Мужчина замолчал и, мигая, уставился на нее.
— Но я вас не знаю, миссис!
— Конечно, не знаешь! А не мешало бы! Я — одна из тысяч девушек, что гнули спину по шестнадцать часов в день на твоих фабриках! Для того, чтобы ты мог жить в своем шикарном доме! Чтобы ты мог одеваться в дорогое платье, чтоб твои собаки и Лошади ели лучше нас! Я была одной из твоих работниц! Мой отец гнул на тебя спину, и моя мать тоже, и все мои братья и сестры, которые не погибли от болезней и голода, все они были твоими рабами! Одна из твоих проклятых машин отрезала руку моему отцу, и ты вышвырнул его на улицу без единого гроша. Моя мать умерла от чахотки. И я тоже кашляла кровью, мой милый баронет, пока ты обжирался изысканной пищей и нежился на пуховиках..., а может, просто дремал на своей роскошной церковной скамье и швырял тысячи, чтобы помочь бедным азиатам или снарядить миссионеров для обращения в истинную веру язычников-африканцев... Мои легкие сгорали, но я пошла на панель, чтобы прокормить своих младших братишек и сестренок... И я подхватила сифилис, слышишь ты, гнусный набожный ублюдок — и все потому, что ты выжимал последние капли пота и крови из меня и подобных мне несчастных! Я умерла в тюрьме, потому что ты считал, что проститутки недостойны жалости! Ты... ты..!

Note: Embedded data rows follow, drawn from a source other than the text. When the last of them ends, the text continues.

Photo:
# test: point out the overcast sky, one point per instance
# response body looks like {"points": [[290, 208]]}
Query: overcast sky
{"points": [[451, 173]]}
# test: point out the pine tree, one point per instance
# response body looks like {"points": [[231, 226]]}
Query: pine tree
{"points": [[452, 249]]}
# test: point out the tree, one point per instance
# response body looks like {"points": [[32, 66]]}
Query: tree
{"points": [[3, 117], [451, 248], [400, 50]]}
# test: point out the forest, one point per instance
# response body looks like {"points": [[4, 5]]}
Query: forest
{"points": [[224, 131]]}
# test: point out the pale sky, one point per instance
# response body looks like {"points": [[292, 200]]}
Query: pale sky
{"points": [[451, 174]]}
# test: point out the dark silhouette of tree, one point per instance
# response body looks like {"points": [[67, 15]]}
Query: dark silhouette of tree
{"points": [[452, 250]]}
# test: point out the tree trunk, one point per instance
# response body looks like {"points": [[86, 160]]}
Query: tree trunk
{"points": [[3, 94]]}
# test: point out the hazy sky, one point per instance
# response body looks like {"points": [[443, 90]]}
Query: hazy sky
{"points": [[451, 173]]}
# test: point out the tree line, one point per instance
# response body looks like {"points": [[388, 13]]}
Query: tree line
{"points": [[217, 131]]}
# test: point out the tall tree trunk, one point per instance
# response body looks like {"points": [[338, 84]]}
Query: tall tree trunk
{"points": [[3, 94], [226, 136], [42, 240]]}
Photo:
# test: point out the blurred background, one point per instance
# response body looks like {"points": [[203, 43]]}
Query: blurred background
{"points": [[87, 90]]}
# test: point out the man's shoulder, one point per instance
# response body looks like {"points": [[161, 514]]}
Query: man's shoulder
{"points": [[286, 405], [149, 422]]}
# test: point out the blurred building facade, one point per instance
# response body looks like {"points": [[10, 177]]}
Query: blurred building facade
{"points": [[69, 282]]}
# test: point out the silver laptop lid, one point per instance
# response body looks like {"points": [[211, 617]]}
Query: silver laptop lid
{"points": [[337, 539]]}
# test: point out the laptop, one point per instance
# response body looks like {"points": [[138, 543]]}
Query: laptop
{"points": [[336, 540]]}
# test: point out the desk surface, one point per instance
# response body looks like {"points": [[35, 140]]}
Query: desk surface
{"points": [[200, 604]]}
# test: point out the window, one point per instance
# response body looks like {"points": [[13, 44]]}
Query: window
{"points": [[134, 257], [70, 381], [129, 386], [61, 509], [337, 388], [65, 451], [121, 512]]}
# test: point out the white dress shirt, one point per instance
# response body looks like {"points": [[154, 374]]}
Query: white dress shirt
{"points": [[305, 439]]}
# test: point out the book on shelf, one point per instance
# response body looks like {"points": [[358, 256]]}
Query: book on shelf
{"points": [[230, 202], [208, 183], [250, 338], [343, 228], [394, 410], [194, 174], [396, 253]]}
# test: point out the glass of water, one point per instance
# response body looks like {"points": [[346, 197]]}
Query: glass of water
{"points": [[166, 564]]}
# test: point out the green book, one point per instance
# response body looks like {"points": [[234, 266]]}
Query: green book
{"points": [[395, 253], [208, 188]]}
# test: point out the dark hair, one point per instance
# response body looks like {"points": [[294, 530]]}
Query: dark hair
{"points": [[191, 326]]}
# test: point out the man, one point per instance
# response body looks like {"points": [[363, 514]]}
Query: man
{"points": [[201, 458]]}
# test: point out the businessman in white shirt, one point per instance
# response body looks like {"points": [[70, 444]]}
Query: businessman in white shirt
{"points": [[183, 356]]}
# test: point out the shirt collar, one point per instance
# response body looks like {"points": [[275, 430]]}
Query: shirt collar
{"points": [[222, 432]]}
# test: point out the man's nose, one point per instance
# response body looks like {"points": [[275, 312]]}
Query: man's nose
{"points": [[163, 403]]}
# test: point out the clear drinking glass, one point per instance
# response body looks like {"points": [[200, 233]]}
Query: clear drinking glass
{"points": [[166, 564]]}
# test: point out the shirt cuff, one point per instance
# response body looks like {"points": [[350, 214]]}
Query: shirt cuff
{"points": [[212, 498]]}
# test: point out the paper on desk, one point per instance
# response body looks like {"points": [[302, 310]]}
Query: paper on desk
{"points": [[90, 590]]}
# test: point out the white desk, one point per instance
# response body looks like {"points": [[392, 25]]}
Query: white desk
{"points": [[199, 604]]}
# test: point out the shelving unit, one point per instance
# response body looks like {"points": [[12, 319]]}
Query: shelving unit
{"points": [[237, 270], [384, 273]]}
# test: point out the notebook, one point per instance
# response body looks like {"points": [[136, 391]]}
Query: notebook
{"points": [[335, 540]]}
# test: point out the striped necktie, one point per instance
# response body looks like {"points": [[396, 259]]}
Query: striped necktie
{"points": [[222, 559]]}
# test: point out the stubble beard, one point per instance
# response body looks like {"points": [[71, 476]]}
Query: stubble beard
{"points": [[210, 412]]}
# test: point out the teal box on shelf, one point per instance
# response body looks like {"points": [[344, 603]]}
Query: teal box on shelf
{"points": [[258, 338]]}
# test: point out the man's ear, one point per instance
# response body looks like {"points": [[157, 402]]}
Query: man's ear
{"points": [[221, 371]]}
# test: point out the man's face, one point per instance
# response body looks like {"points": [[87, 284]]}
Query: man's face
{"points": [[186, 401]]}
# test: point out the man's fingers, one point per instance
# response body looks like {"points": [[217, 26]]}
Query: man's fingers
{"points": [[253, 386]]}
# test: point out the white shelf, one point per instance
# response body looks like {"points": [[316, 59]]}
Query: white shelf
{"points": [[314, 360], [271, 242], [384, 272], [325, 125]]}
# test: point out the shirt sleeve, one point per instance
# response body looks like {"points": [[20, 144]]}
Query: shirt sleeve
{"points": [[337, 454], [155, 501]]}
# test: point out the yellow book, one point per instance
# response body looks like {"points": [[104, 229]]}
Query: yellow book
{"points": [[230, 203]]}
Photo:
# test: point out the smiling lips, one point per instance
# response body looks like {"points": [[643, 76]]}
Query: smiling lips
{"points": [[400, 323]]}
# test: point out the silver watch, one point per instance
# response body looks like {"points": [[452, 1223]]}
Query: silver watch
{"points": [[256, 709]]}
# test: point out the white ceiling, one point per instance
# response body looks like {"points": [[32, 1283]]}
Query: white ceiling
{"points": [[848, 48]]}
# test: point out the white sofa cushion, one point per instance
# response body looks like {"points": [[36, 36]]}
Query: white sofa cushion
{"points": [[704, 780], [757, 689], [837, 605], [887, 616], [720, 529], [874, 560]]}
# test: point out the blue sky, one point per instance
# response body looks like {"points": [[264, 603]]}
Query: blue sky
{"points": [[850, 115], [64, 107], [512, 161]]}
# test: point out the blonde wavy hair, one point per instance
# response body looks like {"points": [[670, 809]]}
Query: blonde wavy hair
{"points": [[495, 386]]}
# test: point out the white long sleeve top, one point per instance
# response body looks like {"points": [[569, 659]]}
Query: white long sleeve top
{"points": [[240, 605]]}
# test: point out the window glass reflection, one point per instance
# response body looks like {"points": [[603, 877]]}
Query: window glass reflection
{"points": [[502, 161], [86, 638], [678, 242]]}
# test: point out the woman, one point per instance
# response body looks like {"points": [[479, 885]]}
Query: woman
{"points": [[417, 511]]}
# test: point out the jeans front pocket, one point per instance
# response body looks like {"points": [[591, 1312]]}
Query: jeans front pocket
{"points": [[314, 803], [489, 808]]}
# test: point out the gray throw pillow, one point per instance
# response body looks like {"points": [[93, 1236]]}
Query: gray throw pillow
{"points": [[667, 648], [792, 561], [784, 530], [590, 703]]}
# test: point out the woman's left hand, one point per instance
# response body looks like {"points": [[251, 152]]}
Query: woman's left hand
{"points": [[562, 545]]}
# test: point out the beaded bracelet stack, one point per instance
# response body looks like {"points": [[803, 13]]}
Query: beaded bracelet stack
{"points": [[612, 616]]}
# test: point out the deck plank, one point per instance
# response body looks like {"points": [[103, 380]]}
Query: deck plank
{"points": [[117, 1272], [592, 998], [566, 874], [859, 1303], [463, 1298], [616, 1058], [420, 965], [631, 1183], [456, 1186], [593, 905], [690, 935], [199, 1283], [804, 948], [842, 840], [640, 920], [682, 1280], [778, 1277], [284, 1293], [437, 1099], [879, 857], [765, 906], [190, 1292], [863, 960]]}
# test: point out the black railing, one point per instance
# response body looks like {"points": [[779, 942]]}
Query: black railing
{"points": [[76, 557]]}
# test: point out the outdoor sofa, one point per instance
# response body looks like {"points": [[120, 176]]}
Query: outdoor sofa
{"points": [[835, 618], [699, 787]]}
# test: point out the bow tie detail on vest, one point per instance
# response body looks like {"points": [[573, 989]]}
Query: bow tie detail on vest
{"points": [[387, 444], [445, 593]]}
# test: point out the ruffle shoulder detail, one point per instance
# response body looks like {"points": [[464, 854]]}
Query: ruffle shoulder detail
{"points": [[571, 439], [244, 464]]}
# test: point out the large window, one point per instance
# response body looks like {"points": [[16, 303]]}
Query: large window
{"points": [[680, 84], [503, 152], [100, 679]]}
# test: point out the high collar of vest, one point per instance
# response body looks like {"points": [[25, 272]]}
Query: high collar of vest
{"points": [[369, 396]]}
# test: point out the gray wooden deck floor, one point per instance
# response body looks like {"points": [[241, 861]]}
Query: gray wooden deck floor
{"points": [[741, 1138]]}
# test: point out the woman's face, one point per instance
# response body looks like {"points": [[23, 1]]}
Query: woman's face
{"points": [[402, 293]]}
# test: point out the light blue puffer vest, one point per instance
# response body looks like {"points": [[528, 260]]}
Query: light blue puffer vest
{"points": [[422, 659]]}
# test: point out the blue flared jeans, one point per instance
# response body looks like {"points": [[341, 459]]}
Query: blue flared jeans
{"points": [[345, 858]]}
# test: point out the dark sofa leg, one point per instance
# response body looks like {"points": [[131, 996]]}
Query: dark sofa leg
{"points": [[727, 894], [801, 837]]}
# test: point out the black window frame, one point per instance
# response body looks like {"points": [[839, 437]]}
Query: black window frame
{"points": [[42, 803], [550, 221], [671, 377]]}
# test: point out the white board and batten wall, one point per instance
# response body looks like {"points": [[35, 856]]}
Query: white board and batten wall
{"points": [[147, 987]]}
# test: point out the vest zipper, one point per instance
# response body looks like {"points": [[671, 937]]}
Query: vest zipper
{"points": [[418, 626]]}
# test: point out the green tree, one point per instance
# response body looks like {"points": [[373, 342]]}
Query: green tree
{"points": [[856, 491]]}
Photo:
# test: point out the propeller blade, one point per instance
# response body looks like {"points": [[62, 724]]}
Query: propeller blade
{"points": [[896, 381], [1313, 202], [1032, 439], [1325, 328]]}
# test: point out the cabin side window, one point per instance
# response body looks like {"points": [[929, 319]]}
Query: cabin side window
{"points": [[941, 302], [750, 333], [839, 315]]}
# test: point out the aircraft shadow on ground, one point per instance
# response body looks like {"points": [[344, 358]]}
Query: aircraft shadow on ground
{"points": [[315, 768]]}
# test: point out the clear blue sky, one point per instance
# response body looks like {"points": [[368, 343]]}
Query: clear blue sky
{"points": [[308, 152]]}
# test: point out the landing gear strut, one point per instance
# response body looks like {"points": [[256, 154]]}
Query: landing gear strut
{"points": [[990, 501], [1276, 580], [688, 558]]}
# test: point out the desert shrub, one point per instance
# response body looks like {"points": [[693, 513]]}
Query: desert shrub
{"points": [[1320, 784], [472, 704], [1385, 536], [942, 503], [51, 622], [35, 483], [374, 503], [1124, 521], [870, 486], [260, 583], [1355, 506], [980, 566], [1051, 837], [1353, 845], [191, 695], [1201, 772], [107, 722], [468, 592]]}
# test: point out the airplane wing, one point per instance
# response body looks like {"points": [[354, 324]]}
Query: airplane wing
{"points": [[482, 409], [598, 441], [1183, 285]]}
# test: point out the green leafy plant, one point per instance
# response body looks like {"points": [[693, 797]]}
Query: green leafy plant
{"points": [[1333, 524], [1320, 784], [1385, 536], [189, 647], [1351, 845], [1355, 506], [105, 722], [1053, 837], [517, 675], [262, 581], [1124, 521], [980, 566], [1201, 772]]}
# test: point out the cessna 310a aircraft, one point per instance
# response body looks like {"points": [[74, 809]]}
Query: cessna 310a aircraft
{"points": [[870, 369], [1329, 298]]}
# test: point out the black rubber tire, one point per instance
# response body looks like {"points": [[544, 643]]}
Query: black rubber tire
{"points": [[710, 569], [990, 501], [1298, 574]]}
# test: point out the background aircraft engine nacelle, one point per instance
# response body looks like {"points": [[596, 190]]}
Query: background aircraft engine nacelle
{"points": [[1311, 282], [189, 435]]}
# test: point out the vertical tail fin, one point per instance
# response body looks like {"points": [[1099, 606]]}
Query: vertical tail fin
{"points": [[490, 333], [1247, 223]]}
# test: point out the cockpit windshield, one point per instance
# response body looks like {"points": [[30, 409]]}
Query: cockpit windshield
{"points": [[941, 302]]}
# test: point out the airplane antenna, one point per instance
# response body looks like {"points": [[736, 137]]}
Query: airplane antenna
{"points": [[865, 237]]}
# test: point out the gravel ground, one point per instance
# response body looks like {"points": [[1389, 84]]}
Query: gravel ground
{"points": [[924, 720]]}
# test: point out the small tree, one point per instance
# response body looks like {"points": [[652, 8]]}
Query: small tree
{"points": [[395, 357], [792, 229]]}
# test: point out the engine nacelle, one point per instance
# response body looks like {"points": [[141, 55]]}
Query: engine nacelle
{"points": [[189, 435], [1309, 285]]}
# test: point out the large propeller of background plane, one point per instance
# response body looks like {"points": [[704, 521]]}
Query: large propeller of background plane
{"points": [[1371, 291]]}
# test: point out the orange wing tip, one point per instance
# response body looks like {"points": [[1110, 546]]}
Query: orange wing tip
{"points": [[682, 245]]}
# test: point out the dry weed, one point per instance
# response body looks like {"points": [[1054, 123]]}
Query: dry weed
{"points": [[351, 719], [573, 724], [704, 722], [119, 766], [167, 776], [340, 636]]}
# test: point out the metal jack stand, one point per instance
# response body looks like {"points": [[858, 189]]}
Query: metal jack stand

Смитсон сначала покраснел, затем побледнел. Взяв себя в руки, он хмуро взглянул на женщину и произнес:
— Вы, распутницы, всегда найдете, на кого можно взвалить вину за то, что вы стали предаваться похоти и потворствовать своим гнусным вожделениям! Бог знает, что я стойко следовал его заповедям!
Он повернулся и пошел прочь, но женщина побежала за ним и замахнулась на него своей чашей. Все произошло очень быстро. Кто-то вскрикнул, мужчина повернулся и присел, так что чаша едва задела его макушку.
Смитсон быстро юркнул мимо женщины и затерялся в толпе. Однако, заметил Руах, мало кто понял, что происходит, потому что там больше никто не говорил по-английски.
— Смитсон? Сэр Роберт Смитсон? — задумчиво произнес Бартон. — Насколько мне помнится, он владел хлопкопрядильными фабриками и металлургическими заводами в Манчестере. Он был известен как филантроп, жертвующий крупные суммы на обращение язычников. Умер он, если не ошибаюсь, в 1870 году в возрасте восьмидесяти лет.